Be cautious when there’s some, be cautious when there’s none, and be cautious when adding more than one.
What do the heck does that mean???
Let’s take these correlation cautions one by one.
Be cautious when there’s some. Suppose you did a study and found a correlation between job performance and high school grades. Does this mean that if we simply increase everyone’s high school grades that they will perform better at work??? Clearly not!
Just because two variables are correlated, it does not necessarily mean that one causes the other. It could be an accidental correlation or it could be the indication of a relationship caused by lurking variables or systems. So, if a researcher were to establish a negative correlation between the air temperature and the number of snow boarding accidents, my bet is that the cold air isn’t responsible, but there is a lurking variable, namely more people snow board when it is cold!
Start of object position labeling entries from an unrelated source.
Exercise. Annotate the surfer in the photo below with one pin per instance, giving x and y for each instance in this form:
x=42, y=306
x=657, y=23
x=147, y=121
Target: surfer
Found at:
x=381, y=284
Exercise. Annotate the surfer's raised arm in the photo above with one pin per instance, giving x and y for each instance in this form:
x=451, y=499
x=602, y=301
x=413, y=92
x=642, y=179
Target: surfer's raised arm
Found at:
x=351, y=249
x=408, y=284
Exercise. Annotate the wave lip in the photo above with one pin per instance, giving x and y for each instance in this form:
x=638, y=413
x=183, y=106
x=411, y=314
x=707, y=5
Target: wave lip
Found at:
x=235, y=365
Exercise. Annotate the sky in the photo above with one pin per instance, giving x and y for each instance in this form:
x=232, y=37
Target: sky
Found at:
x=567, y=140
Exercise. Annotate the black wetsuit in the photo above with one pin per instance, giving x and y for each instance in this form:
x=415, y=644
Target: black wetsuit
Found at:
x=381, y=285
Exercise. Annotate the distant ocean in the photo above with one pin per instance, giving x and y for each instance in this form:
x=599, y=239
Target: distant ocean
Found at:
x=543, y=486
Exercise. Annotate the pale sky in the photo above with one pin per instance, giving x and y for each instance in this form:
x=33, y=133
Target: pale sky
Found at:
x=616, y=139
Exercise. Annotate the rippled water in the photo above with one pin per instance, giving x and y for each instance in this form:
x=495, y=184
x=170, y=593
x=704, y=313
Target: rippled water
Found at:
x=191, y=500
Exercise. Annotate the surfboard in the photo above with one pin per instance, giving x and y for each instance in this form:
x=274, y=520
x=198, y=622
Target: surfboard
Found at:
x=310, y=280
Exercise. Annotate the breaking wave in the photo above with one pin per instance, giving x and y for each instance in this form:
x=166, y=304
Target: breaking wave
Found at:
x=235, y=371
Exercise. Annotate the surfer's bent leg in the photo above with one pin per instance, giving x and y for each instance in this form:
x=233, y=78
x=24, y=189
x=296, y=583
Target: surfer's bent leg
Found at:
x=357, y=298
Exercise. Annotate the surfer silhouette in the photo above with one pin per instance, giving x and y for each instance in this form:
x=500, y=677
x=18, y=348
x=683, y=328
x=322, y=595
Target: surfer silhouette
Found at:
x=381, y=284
Be cautious when there’s none. So you are punching data into a statistical package of one kind or another and you find that there is little to no correlation between an input and an output. That means the input doesn’t cause the output, right??? ABSOLUTELY NOT!
If there is a correlation between an input and an output it means that there is a linear relationship between them. Just because there isn’t a linear relationship, it doesn’t mean that there isn’t a relationship. There are many things that have a non-linear relationship such as: the voltage as a function of time relationship for an AC circuit; the relationship between how much kinetic energy a car has and its velocity; or the intensity of a light bulb as a function of distance.
Be cautious when adding more than one. This is known as Simpson’s paradox (no, not Homer Simpson!). Suppose you have a set of data that shows a positive correlation between variable x and variable y. And further suppose you have a second or third dataset that also shows the same positive correlation between variable x and variable y. When you combine all the datasets you can actually end up with a negative correlation between x and y! That is the paradox.
How could this ever happen? Well, one way would be if you combined data from three measurement systems that were uncalibrated.
So the moral of the story is this:
- Correlation does not mean causation.
- Lack of a correlation does not mean lack of a relationship.
- Combining datasets can have a paradoxical result on correlations.